I have an aunt that is looking for the worth of some collectables but I cant find them any where. She preformed in her band at the Westcot unavailing party and has some pennants, maps, etc. Does anyone know where I can find other? Thanks.
Wish I could help, but not sure were to send you to look for that info. I worked as a temp at the engineering company that was working on the Westcot plans and got to see quite a bit of what they had planned. it was going to be incredible.
1. web search: I found a hit on a complex page for wescot but couldn't find the item for sale. But in searching that site I was surprised at how low prices were for rare paper issued only to the press.
2. attend a convention and search for Disney sellers.
3. search for similar items not related to westcot. example Disneyland pennant.

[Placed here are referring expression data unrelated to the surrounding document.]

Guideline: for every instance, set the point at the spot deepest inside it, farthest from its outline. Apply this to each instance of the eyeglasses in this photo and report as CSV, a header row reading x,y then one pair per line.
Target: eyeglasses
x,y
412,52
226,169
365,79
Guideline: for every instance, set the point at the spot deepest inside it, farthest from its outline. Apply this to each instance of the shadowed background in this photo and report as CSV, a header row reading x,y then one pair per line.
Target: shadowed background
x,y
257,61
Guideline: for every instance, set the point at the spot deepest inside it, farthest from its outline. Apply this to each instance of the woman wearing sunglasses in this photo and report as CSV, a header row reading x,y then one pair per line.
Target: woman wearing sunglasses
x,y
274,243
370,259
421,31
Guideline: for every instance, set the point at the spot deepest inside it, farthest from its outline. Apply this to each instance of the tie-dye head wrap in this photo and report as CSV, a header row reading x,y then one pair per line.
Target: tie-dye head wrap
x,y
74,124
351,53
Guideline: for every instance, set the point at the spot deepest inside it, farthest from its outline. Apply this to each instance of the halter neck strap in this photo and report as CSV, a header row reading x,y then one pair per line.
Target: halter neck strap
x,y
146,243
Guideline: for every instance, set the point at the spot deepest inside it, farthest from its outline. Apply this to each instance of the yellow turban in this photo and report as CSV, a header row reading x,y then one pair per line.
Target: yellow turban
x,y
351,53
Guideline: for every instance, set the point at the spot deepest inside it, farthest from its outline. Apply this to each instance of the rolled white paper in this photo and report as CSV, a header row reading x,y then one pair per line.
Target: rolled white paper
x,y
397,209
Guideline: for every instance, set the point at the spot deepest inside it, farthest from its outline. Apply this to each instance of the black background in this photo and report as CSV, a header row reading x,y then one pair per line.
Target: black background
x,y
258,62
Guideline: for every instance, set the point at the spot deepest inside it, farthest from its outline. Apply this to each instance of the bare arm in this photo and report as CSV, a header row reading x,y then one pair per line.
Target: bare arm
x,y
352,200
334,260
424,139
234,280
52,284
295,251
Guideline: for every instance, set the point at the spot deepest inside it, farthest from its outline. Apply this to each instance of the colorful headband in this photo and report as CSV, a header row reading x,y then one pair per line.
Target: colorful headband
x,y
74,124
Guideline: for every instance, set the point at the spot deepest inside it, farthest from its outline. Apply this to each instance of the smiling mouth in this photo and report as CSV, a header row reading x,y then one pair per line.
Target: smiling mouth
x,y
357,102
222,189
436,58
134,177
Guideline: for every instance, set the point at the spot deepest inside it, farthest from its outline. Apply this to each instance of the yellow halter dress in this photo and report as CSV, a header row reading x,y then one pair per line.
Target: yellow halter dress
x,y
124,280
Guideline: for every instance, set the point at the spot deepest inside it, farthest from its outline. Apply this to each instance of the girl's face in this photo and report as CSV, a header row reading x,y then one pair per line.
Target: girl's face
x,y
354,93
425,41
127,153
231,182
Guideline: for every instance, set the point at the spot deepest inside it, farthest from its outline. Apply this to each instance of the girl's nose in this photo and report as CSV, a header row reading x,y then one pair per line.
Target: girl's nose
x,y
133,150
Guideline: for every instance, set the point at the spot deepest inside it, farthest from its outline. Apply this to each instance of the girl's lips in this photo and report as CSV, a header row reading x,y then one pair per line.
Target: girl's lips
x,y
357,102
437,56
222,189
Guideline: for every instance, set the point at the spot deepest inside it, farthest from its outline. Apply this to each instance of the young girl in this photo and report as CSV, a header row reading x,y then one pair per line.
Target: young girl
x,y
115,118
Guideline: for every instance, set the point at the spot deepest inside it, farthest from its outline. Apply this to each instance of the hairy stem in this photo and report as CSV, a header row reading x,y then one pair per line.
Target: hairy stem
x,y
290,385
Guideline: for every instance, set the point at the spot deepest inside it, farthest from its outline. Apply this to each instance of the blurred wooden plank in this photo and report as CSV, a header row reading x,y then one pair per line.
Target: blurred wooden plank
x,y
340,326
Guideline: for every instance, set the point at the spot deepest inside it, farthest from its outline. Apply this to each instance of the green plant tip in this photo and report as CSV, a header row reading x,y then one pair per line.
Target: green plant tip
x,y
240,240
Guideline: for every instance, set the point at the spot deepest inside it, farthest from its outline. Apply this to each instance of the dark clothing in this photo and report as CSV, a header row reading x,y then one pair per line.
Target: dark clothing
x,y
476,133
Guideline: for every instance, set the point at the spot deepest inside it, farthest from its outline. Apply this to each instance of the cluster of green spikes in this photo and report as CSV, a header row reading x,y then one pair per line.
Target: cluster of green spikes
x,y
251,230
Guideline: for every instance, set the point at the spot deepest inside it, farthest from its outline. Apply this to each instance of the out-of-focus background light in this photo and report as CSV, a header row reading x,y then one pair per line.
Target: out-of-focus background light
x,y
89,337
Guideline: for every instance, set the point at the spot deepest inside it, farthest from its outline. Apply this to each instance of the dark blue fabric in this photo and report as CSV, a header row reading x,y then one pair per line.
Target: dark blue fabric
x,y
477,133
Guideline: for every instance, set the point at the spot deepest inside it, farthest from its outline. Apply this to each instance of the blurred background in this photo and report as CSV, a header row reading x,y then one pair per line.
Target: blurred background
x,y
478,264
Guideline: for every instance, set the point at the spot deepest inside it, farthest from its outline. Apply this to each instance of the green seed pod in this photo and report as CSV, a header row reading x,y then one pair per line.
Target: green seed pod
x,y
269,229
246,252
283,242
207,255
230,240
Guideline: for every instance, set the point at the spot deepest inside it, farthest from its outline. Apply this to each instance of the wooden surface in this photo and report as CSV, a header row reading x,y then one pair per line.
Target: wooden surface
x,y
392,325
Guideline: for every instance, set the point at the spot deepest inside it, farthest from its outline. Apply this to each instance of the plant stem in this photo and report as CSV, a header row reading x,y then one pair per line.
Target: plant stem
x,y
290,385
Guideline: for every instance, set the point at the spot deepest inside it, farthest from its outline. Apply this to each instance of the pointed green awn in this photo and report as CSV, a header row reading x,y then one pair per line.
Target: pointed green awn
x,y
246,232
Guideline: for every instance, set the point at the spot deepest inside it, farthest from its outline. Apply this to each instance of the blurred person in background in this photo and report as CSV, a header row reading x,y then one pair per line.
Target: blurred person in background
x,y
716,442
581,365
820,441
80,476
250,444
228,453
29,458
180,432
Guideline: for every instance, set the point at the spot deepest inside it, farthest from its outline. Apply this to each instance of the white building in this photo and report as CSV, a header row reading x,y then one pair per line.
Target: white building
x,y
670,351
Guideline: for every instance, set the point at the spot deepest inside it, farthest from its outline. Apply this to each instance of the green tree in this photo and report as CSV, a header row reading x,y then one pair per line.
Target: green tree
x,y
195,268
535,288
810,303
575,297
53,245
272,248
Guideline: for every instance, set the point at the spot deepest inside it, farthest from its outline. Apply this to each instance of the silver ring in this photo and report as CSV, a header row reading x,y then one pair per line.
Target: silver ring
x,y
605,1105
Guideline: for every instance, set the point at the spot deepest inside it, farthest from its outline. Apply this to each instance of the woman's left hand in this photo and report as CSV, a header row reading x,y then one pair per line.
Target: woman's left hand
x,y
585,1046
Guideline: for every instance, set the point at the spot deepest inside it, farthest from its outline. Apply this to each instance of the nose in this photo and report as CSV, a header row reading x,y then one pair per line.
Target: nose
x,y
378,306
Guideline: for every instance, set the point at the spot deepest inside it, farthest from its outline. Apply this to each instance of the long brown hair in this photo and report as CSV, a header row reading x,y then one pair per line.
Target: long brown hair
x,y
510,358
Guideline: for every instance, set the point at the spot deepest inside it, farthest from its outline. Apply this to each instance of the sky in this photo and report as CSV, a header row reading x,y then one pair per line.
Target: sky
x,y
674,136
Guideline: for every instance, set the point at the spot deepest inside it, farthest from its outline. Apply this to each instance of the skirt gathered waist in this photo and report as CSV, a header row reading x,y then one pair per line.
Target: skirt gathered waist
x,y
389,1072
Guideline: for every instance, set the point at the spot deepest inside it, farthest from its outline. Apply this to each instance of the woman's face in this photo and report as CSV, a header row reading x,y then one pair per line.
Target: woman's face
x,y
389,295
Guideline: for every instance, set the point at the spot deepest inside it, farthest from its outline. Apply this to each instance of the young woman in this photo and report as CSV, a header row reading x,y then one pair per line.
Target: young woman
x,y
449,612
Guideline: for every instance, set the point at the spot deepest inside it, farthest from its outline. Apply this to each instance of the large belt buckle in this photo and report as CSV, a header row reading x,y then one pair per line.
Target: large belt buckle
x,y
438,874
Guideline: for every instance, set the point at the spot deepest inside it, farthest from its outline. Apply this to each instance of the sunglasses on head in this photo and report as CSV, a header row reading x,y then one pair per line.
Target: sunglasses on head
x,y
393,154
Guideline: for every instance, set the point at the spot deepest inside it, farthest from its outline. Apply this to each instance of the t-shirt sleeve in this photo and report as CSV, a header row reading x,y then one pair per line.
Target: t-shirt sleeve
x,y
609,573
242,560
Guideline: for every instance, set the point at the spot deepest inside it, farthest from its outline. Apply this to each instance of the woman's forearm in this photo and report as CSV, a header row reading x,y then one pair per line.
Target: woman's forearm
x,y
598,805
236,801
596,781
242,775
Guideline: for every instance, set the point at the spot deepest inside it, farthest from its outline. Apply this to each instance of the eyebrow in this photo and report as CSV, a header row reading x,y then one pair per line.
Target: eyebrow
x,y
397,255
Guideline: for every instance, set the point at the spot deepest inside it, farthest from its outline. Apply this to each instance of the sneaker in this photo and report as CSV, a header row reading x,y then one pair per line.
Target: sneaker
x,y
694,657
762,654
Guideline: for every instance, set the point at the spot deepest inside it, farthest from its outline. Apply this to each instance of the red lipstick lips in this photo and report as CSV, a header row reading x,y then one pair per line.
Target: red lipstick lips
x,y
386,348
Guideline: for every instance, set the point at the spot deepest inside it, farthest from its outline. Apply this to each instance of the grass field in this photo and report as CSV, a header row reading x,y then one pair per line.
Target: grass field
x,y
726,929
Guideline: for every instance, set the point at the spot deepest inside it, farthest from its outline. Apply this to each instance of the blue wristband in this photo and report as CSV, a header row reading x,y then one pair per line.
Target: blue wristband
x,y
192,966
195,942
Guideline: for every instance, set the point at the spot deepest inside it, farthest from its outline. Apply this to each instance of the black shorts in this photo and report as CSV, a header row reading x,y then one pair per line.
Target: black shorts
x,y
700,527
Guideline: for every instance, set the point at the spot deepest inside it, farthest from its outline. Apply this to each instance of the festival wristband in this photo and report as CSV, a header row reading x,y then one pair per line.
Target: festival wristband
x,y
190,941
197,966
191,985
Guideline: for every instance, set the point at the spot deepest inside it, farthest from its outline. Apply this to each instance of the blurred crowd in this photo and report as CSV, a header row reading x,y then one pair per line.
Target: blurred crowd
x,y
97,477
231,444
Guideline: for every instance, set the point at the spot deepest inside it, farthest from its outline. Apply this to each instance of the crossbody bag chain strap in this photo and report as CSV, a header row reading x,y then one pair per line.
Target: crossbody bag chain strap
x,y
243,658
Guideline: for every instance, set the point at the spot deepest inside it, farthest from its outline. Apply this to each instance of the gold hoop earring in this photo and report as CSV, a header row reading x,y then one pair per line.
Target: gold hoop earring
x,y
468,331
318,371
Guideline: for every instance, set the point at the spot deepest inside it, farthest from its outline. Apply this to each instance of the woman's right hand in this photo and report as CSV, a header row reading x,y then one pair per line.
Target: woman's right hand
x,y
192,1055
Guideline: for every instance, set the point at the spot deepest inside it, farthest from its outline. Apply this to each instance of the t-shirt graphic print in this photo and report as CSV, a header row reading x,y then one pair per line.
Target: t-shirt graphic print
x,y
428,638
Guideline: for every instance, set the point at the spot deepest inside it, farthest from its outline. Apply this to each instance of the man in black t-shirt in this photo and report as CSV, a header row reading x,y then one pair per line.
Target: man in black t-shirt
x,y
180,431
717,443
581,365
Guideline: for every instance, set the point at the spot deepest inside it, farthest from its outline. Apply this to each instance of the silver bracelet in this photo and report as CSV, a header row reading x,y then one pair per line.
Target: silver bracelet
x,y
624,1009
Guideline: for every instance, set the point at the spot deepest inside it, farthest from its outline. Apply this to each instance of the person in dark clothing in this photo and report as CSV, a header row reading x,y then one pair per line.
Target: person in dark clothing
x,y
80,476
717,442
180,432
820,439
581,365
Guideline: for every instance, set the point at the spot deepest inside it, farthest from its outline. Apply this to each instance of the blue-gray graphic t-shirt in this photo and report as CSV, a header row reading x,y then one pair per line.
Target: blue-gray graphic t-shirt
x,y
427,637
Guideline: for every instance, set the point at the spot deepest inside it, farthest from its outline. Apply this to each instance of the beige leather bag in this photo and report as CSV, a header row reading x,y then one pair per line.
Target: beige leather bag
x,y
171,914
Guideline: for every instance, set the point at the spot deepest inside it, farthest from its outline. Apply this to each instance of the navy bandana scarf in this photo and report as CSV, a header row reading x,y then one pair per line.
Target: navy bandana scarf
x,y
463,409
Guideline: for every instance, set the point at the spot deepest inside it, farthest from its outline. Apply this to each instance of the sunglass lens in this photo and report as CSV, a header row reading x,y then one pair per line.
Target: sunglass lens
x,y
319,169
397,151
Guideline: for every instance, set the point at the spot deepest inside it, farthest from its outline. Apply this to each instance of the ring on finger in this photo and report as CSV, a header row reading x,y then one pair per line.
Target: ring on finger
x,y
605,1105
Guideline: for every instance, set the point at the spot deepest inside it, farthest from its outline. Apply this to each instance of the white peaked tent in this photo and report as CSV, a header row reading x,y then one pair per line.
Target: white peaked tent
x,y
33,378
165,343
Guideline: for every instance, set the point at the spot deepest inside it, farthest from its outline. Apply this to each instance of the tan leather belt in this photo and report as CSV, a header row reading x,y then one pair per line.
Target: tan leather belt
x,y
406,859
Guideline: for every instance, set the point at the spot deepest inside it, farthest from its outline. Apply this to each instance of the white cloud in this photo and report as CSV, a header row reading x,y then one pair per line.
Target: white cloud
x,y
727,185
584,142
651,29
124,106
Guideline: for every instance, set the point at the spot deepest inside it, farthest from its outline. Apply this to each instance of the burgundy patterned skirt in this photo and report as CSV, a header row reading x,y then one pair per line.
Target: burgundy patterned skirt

4. antique roadshow. If it is valuable they will know.
5. local antique show appraisal. If you had brought in the item i would have valued it at less value then items that have the brand Disneyland. First, value for Disneyland is in relationship to the park. If it happens outside the berm, then the value is drastically less. Second, history to visiting the park. I have never heard of Westcot until today. It is not part of my Disneyland memory. So as a collectable it is not strongly desired. Third, all disney products have value limit. Now I know that living here in the Pacific Northwest there is less of a demand of Disney products. I am fortunate ( i like to chat with the buyers as they leave the disney displays) that at two of my major shows, i am next to one booth that has a small array of disney and another just three booths away that is full of Disney and has a few rare Disney items. When the show is over , they still have Disney product. What they do sell is character driven and value priced. Customers are just not walking up and buying every rare Disney item.
6. Value is in relationship to demand. Antique roadshow is always stressing this when reviewing items. I can own the only "Welcome to Pixieland" sign. But only three people in Oregon care.